ELSPETH SCHULZE: HOLD WATER

Tinney Contemporary / 237 Rep. John Lewis Way, N. May 25 - June 29th

Elspeth Schulze

Tinney Contemporary is proud to present Hold Water, a solo exhibition by multidisciplinary artist Elspeth Schulze. The exhibition will run from May 25, 2025 through June 29, 2024. The opening reception will be held Saturday, June 1, from 2-8 PM.

Hold Water traces the link between Schulze’s practice and a particular setting: the Southern Louisiana marshes of her upbringing, a place where the boundaries between land and water are often indistinguishable and constantly in flux. The works in the exhibition might be understood as vessels—forms to hold and preserve the past, a sense of place, of home—yet, they seem to do so by embodying porousness and fluidity, a continual interplay between different elements.

Schulze’s approach is as adaptive and varied as her materials. Organic and floral motifs—cut from brightly-colored paper, painted wood and ceramic, dyed linen—are housed in uniquely-shaped, CNC cut frames. There’s a constant exchange between the artist’s hand and digital technology, between unlike materials that become difficult to discern, a blurred boundary between ecological and architectural forms. Palmetto fronds are mirrored in red and blue, a bayou sunset mirror-image; furniture, textiles and wall-hung sculpture immerse viewers in an environment of sorts—one that feels carefully designed (as a vessel), but simultaneously variable and interconnected in a cyclic exchange.

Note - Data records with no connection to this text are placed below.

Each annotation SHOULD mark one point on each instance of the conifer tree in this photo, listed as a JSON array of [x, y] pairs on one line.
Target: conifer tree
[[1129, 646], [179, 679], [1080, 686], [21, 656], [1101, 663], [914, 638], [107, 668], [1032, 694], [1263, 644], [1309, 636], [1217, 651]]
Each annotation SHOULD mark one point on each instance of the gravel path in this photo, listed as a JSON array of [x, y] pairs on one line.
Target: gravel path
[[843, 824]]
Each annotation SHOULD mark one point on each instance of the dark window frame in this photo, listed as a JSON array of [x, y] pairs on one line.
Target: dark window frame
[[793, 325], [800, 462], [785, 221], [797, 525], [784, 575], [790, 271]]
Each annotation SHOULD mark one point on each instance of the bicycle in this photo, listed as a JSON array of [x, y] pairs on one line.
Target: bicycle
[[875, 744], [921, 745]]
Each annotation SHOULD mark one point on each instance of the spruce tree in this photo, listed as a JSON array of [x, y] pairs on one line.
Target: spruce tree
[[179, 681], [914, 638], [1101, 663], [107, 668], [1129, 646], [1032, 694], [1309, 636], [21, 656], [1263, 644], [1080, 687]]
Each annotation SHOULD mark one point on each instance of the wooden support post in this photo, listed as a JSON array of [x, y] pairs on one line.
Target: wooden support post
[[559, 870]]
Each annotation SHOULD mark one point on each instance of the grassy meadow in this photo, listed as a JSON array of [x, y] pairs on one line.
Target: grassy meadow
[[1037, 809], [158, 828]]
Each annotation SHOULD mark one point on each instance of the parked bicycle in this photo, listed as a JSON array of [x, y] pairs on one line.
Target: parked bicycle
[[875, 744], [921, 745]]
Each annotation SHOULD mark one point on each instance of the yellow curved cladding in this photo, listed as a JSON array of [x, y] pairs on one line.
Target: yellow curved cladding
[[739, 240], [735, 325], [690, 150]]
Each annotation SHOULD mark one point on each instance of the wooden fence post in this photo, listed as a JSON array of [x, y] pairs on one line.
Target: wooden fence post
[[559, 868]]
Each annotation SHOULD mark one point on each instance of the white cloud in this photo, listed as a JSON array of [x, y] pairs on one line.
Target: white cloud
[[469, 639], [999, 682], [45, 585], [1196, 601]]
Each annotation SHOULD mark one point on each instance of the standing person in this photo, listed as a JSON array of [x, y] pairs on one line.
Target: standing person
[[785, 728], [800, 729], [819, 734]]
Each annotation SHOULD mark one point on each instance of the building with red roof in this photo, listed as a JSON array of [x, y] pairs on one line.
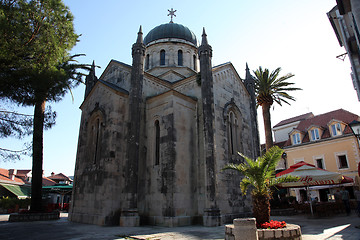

Elspeth Schulze (b. 1985) is a visual artist from Southern Louisiana, a place where land and water meet. Recent work explores the idea of a porous place, a passage between one thing and another. Schulze makes site specific installations and sculptural wall works that marry ornament with architecture, pairing geometric structure with organic, often plant-based forms. Her practice combines ceramic, wood and textile processes and pairs digital fabrication with traditional methods of making. Schulze holds an MFA in ceramics from the University of Colorado Boulder, a degree in fashion design from the Fashion Institute of Technology New York, and a BA in literature and visual art from Loyola University, New Orleans. Recent exhibition venues include Oklahoma Contemporary in Oklahoma City, OK, Wasserman Projects in Detroit, MI, Spring Break Art Fairs in NY and LA, and Abigail Ogilvy Gallery in Boston, MA. She is currently an alumni-in-residence at the Tulsa Artist Fellowship.